In December of 1920 Mary travelled to the
United States with Terence's wife, Muriel,
to testify before the American Commission on
Conditions in Ireland (1).
After completing her testimony
before the Commission she undertook a tour
of the United States to 1) make the case for
the recognition of the Irish Republic, 2)
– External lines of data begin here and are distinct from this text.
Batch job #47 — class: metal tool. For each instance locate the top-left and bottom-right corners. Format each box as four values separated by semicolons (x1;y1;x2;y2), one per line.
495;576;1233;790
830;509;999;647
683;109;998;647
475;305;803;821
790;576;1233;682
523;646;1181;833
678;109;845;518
promote the newly formed American
Association for the Recognition of the Irish
Republic and 3) raise funds to support the
government of the Irish Republic.
She started the tour in Madison
Square Garden in New York on Jan. 7, 1921
where she addressed a crowd of 5,000. For
the following eight months she crisscrossed
the U. S. attracting large crowds. She
submitted detailed reports to
Harry Boland and John O'Mara on a regular basis detailing
meeting attendance, successes and problems
areas.
While touring the U.S. she ran
as a Sinn Fein candidate in the British
arranged 1921 General Election to elect
members to the House of Commons of Northern
Ireland and the House of Commons of Southern
Ireland as provided for in the "Government
of Ireland Act 1920'. The election was used
by Republicans to elect members to the
Second Dail Eireann.
Mary opposed the Anglo-Irish
Treaty when it was debated in the Second
Dail. Her two hours and forty minutes
address was best summed up by the following
excerpts “This is not the will of the Irish
people; it is the fear of the Irish people”.
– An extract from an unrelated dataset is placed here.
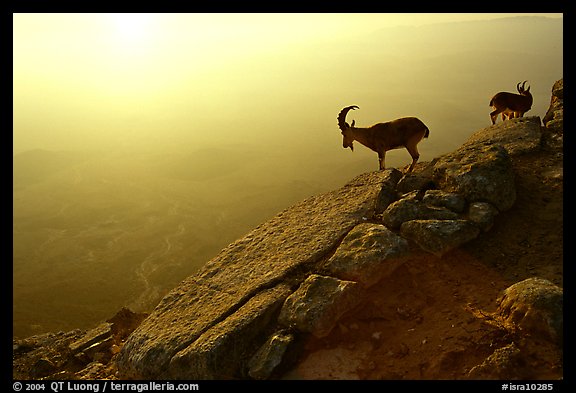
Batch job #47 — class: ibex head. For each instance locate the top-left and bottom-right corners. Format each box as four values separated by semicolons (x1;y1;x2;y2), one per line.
516;81;530;96
338;105;359;151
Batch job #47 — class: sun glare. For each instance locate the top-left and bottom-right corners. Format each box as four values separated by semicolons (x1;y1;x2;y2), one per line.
110;14;152;45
She implored Dail members not to commit to
"the one unforgivable crime that has ever
been committed by the representatives of the
people of Ireland" by accepting a treaty
which required an oath of allegiance to the
British monarchy.
Mary was vice-President of
Cumann na mBan when it voted 419 to 63 to
withhold support for the 1921 Anglo-Irish
Treaty and afterwards the organization
adopted a resolution put forward by Mary
rejecting the formation of the Free State.
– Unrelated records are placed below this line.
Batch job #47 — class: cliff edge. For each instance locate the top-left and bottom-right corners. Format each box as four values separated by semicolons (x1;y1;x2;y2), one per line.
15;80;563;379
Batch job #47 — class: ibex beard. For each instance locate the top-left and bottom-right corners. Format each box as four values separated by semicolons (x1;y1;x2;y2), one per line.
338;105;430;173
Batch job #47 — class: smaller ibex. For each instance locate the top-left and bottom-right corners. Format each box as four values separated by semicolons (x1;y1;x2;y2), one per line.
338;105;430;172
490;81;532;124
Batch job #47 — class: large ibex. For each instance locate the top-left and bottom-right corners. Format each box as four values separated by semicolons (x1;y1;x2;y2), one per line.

Mary was elected on the Sinn
Fein ticket to the Third Dail Eireann on
June 22, 1922 just one week before the
outbreak of the Civil War. The Third Dail
which, was elected under terms of the
Anglo-Irish Treaty and sanctioned by the
British, was an anathema to Republicans who,
having sworn allegiance to the Irish
Republic, would not participate in such an
abhorrent assemblage.
Shortly after the onset of the
Civil War, Mary was arrested in a roundup of
Republican women by the British supported Free State
apparatus and
imprisoned in Mountjoy Jail without cause
other than for her steadfast commitment to
the Irish Republic proclaimed in 1916. In
protest, she went on a hunger strike that
lasted 21 days. Due to protests and a
barrage of negative worldwide publicity she
was released.
She was arrested for the second
time in April of 1923 enroute to Liam
Lynch's funeral and incarcerated in
Kilmainham where she immediately joined
other women on hunger strike. She was
released on May 2, after enduring a nineteen
day hunger strike.
The so-called Civil War ended in
May of 1923 in the defeat of the Republican
side. That outcome was a victory for the
British who used the Free State to achieve
what they themselves failed to achieve.
Ireland was the loser.
Mary retained her seat in the
1923 General Election but, in common with
the other Republican deputies, refused to
take the Oath of Allegiance to the British
monarch as required under the constitution
of the Free State, therefore did not take
her seat.
Mary undertook a second trip to
the United States in January 1925
unannounced and without a Irish Free State
passport. The gist of her message during her
appearances was that the Irish Republic
still exists although unrecognized and
that
the Free State was neither Free, Irish nor a
State. She travelled extensively as she did
during her first trip, however the crowds
were smaller and more subdued. One aspect of
her trip that provided Mary with an
excellent source of publicity was the
passport issue. The Free State government
and its overlords in London spent many hours
trying to determine how she entered the
United States hoping to find some way to
have her deported. She returned to Ireland
on her own terms in November of 1925.